While we now are catching this (e.g. check if the cert is expired per call), would it make sense to have some sort of handling of this in pushy itself ? E.g. that the client is not bothering w/ the HTTP2 connection in case the cert is expired ?

matzew avatar May 02 '18 02:05 matzew

…would it make sense to have some sort of handling of this in pushy itself?

Possibly; I'm trying to think of how we'd do it efficiently. One weird thing about SSL contexts is that it's really hard to get information out after you've put it in, so we'd need to check the expiration at construction time and then run a lot of plumbing to get it to… wherever we decide to do the check.

It sounds like there's an opportunity to do some better error reporting here at the very least, though. What version of Pushy are you using?

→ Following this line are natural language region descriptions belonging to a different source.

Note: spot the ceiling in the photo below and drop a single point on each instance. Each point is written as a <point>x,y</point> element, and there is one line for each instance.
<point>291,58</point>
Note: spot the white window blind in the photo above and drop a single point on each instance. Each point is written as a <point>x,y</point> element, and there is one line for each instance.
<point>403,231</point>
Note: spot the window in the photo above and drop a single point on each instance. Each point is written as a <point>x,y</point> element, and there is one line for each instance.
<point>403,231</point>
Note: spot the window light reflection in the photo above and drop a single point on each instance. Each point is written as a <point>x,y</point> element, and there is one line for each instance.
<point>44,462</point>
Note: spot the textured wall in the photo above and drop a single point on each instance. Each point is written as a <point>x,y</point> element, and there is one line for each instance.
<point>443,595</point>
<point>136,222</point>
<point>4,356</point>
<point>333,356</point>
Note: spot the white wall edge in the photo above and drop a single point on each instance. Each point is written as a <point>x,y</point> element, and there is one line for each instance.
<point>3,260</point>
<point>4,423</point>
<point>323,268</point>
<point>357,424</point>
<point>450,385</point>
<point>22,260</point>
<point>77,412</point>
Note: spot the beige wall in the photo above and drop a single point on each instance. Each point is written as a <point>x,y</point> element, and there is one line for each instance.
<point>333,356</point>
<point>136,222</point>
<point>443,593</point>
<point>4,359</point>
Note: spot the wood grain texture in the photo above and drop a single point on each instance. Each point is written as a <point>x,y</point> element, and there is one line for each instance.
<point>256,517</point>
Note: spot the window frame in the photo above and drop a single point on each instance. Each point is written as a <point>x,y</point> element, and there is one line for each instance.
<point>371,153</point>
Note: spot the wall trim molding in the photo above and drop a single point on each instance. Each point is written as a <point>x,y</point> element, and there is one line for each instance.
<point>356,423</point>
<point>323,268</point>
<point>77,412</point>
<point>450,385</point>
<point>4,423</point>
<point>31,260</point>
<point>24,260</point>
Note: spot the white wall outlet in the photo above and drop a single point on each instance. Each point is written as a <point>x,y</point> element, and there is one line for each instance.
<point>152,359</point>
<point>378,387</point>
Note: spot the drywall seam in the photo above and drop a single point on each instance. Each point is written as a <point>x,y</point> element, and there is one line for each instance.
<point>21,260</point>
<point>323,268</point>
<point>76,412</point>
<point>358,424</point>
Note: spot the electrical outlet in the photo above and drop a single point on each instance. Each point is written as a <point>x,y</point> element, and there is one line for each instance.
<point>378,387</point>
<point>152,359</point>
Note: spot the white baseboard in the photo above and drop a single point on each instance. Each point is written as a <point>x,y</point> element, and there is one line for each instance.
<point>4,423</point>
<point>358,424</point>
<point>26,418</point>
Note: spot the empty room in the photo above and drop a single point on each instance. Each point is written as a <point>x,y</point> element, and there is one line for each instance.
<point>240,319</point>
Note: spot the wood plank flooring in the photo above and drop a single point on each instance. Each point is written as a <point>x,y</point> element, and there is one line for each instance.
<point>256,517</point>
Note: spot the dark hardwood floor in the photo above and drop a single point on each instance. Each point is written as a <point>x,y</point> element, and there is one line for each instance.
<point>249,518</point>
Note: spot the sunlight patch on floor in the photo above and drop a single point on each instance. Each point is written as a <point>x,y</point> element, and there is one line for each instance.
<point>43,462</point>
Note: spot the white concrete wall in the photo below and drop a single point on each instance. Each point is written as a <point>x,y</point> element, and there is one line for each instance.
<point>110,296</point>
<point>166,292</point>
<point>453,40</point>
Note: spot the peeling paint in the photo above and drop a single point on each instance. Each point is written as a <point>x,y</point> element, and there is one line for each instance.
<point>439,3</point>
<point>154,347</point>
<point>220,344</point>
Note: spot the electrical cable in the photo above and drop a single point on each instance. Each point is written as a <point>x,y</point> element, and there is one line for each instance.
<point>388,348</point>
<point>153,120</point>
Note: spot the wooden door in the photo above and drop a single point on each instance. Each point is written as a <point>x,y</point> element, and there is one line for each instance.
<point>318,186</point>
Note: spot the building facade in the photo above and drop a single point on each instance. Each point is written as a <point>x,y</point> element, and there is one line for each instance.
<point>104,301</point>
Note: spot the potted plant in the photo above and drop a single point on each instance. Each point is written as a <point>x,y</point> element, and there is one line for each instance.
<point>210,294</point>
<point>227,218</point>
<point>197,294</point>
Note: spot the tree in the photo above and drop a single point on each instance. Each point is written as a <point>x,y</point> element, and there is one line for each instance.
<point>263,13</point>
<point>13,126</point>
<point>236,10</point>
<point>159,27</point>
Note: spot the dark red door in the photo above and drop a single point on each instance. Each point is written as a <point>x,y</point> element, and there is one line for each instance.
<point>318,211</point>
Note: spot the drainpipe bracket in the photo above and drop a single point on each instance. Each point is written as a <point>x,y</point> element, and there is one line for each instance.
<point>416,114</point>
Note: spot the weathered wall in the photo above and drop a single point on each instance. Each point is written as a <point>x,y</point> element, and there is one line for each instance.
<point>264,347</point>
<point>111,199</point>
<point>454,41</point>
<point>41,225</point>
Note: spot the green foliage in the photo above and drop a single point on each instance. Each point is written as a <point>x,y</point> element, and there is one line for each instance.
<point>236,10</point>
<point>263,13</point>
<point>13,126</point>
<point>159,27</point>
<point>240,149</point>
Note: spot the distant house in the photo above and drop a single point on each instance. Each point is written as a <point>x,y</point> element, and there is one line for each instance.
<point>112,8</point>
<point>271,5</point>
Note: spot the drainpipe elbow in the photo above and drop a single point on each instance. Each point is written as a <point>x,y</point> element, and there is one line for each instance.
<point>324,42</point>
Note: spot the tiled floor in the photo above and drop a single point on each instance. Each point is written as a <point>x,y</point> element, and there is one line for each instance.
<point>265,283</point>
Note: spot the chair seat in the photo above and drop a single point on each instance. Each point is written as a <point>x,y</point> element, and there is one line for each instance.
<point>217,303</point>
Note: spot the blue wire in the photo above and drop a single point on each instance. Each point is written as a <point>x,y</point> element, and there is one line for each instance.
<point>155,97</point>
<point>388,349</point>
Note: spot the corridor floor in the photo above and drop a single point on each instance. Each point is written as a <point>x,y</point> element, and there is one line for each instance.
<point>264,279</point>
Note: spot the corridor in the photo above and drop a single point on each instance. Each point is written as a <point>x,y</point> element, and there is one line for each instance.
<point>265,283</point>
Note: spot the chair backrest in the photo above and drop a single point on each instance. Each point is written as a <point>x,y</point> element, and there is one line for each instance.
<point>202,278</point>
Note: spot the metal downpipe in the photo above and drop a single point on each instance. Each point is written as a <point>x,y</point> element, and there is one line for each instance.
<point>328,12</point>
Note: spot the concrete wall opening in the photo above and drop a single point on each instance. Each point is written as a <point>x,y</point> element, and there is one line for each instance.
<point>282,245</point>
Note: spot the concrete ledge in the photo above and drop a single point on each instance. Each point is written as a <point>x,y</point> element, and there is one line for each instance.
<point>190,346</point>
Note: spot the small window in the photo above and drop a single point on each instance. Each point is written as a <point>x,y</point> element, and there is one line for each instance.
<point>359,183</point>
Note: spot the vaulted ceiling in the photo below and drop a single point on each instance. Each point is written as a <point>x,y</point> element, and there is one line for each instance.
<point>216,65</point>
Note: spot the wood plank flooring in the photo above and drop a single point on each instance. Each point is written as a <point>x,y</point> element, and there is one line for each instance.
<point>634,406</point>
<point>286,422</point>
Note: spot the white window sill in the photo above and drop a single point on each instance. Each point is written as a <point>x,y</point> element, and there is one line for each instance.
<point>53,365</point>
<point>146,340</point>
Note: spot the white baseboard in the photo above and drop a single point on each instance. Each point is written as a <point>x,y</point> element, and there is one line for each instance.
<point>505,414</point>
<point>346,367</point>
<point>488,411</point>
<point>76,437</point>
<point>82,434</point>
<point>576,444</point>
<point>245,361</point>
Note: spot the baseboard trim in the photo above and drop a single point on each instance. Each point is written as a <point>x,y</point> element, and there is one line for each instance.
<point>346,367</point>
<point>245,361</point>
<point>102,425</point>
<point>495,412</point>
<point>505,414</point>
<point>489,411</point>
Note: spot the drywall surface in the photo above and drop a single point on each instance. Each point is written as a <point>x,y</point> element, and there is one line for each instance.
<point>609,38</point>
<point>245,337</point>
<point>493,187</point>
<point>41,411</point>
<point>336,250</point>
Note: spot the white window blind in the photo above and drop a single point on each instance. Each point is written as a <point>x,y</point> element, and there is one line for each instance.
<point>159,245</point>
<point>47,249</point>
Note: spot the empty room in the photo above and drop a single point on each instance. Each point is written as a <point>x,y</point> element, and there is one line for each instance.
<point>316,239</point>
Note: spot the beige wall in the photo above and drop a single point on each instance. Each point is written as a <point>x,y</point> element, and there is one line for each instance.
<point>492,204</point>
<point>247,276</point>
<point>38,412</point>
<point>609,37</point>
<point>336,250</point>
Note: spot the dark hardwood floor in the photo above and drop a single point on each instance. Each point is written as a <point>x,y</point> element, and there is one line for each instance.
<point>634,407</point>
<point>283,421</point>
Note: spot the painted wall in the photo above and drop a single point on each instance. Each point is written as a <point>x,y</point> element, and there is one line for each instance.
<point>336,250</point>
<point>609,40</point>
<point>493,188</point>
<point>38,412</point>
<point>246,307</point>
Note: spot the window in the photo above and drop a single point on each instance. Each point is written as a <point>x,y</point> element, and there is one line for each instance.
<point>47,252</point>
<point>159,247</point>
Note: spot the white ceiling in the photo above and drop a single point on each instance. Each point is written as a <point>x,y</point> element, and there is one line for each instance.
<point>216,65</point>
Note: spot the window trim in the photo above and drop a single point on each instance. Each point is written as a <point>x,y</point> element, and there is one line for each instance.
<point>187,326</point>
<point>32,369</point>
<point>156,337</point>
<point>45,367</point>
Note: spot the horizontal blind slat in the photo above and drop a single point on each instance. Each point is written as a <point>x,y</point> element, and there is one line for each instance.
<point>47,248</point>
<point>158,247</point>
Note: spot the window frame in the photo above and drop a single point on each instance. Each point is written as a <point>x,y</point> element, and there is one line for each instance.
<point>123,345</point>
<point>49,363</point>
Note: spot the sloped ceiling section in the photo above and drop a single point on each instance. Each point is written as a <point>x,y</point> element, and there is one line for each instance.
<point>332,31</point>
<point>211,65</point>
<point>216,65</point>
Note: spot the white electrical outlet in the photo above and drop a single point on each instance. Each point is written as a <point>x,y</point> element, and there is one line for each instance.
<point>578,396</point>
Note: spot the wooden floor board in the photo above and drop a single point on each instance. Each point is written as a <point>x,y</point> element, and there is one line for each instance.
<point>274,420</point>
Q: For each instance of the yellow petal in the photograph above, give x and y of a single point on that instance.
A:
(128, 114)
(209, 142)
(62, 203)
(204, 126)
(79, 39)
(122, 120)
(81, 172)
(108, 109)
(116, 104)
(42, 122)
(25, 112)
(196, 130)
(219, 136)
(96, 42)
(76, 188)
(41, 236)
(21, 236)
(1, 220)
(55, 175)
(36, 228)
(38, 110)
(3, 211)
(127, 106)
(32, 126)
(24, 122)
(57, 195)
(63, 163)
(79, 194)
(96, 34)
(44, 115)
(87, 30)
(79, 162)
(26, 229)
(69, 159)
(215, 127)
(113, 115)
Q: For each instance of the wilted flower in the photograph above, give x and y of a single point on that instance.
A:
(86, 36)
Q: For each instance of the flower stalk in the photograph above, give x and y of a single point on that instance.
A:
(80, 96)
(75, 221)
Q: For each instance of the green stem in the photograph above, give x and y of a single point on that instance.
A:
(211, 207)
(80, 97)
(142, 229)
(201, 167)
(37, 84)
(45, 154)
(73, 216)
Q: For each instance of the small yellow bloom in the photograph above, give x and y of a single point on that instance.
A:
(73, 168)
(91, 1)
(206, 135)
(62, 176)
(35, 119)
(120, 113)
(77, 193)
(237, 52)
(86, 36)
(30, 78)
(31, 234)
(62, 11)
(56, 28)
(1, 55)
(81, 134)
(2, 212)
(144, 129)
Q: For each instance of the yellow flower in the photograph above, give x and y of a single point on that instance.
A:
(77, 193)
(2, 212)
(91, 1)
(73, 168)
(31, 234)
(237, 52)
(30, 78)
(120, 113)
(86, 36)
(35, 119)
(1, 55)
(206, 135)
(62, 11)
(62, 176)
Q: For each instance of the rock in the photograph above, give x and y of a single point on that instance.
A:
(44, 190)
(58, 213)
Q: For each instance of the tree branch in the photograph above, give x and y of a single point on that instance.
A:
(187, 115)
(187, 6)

I had hoped that #602 would cover this kind of thing, and that went out in 0.13.

Thanks!

jchambers avatar May 03 '18 22:05 jchambers

No, we use 0.10.2 of the library, I think it's the last release before the refactoring you did.

Here is what we basically do: https://github.com/aerogear/aerogear-unifiedpush-server/blob/master/push-sender/src/main/java/org/jboss/aerogear/unifiedpush/message/sender/apns/ApnsUtil.java#L79-L109

@pb82 Is now the new maintainer for the code base, cc'd him here

matzew avatar May 04 '18 07:05 matzew

Checking certificate beforehand is surely the right thing to do. I can see you already use the checkValidity() method, there is also another one - checkValidity(Date). I would recommend calling it with new Date(System.currentTimeMillis()+TimeUnit.DAYS.toMillis(14)) and sending an alert to your monitoring if certificate expires soon. I have also developed some functions similar to yours, IMHO it would make sense to have this code in pushy.

panchenko avatar May 04 '18 11:05 panchenko

This might actually make more sense as part of (or a follow up) to #540. To get to a place where a single client handles multiple sets of credentials, we'll need to develop some notion of a credential object that we can pass around; attaching some metadata to that for an expiration time seems clean and effective.

jchambers avatar May 04 '18 15:05 jchambers

…but to be clear about the big picture: yes, I think this makes sense.

jchambers avatar May 04 '18 15:05 jchambers

java.util.concurrent.ExecutionException: javax.net.ssl.SSLHandshakeException: error:10000438:SSL routines:OPENSSL_internal:TLSV1_ALERT_INTERNAL_ERROR at io.netty.util.concurrent.AbstractFuture.get(AbstractFuture.java:41) at com.jxd.test.Test.main(Test.java:40)

Iris-zhang-072611 avatar Dec 13 '18 03:12 Iris-zhang-072611

I've reflected on this a bit and, even though I recognize it might be disappointing, I don't think adding expired certificate detection to Pushy is the right way forward. In short, I don't think there's any one right way to do this that will please everybody, and the effort involved in checking certificates directly is fairly mild. With that in mind, let's close this issue.

Thank you all for your patience and understanding.